The problem with high-concept films is that once you’ve ticked off the promises of the pitch, where do you go next? As Samuel L Jackson once so eloquently put it, “I have had it with these motherf***ing snakes on this motherf***ing plane!” Anyone brave enough to approach Finnish-German-Australian curio Iron Sky – essentially ‘Nazis On The Moon’ – will feel the same.

In an eye-catching introduction that looks like the cutaway scene from a computer game, director Timo Vuorensola sets out his film’s rather limited stall. American astronauts, bouncing across the shiny CGI-scapes of the moon, discover massive LOTR-style mines guarded by Luger-toting Nazis. “Houston, we have a problem!” someone should, but doesn’t, say.

The real problem, however, is that once the film has introduced its two main selling points – Nazis and the moon – it has nothing left to offer. The surviving astronaut (Christopher Kirby) is captured by a Nazi commander (Gotz Otto) but coveted by his mistress (Julia Dietze). You won’t need to be Albert Einstein (who cameos) to know where the trio is heading next. That’s right: Earth.

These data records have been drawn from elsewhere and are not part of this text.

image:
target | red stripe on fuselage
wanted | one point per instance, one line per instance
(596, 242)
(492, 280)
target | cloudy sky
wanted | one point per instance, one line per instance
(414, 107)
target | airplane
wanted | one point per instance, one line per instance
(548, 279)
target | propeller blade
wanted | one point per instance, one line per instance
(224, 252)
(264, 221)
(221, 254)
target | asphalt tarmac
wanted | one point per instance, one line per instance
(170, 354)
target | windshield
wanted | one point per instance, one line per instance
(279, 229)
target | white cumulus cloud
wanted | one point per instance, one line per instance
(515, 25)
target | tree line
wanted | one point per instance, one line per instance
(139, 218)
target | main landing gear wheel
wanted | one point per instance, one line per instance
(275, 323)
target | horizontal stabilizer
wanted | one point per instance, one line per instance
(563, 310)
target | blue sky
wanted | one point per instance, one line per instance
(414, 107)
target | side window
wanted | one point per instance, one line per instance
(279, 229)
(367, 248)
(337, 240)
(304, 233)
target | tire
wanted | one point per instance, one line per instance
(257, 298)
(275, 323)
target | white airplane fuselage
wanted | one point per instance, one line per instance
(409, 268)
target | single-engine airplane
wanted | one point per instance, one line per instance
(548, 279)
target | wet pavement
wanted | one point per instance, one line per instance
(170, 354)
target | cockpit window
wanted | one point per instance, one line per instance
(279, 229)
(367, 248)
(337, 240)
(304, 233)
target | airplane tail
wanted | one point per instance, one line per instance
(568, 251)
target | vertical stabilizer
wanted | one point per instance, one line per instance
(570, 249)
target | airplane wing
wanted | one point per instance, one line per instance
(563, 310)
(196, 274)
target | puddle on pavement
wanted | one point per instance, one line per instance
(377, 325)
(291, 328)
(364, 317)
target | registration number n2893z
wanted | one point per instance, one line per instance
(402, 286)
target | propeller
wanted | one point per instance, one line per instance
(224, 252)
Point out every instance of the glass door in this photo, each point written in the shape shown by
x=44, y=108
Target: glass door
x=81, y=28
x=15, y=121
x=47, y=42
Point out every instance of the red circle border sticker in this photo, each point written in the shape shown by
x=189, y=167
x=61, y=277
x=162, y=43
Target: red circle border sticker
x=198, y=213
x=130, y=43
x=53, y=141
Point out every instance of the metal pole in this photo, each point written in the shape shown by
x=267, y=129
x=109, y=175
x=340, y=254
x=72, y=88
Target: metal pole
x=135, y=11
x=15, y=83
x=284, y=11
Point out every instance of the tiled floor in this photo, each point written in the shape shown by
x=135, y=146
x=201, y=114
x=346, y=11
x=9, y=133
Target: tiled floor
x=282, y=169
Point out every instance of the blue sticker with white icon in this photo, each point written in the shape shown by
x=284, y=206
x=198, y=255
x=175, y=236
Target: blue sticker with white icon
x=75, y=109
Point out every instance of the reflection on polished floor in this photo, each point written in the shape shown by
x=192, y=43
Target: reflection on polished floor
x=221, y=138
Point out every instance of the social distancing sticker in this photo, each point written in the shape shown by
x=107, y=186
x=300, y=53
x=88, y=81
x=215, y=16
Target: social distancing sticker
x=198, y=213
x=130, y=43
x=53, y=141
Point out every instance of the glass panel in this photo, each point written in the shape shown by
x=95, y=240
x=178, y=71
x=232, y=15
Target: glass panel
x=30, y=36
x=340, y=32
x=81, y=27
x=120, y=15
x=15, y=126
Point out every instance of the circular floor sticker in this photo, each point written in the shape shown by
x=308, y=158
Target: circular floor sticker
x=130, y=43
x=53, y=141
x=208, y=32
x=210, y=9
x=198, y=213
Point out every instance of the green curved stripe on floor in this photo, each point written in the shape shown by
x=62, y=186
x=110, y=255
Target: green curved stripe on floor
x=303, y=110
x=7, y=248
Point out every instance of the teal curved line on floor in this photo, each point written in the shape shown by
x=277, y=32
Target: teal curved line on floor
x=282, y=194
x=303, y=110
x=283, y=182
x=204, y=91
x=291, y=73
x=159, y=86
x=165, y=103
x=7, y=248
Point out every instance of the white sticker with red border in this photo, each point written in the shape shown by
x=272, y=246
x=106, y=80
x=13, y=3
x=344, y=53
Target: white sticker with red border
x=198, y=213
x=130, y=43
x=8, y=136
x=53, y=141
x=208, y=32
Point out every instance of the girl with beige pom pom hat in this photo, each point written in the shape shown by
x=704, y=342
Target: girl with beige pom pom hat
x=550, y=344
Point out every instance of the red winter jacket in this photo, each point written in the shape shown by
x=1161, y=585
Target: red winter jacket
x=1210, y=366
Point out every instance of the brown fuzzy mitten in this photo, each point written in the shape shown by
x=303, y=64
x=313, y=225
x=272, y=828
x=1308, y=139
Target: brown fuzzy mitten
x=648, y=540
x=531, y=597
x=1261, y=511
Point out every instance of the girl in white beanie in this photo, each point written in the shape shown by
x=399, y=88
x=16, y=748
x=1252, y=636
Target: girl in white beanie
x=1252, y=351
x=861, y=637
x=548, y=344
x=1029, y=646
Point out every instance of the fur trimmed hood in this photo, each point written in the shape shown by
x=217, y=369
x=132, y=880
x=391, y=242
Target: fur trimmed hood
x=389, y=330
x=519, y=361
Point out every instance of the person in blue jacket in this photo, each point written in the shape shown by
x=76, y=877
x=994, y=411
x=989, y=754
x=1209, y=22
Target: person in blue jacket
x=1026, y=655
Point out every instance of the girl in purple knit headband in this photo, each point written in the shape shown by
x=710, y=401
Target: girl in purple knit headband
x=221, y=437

Playing out pedestrianly in New York City, the film soon becomes a lame invasion spoof, like Mars Attacks without the stars, or Austin Powers without the jokes. Kirby is a reductive Blaxploitation hero in all but decade, lines such as “Get your hands off me you Kristallnacht piece of s***!” are too knowing to be funny, and the film hasn’t the budget to match its dizzying concept, nor the wit to fill the gaps between.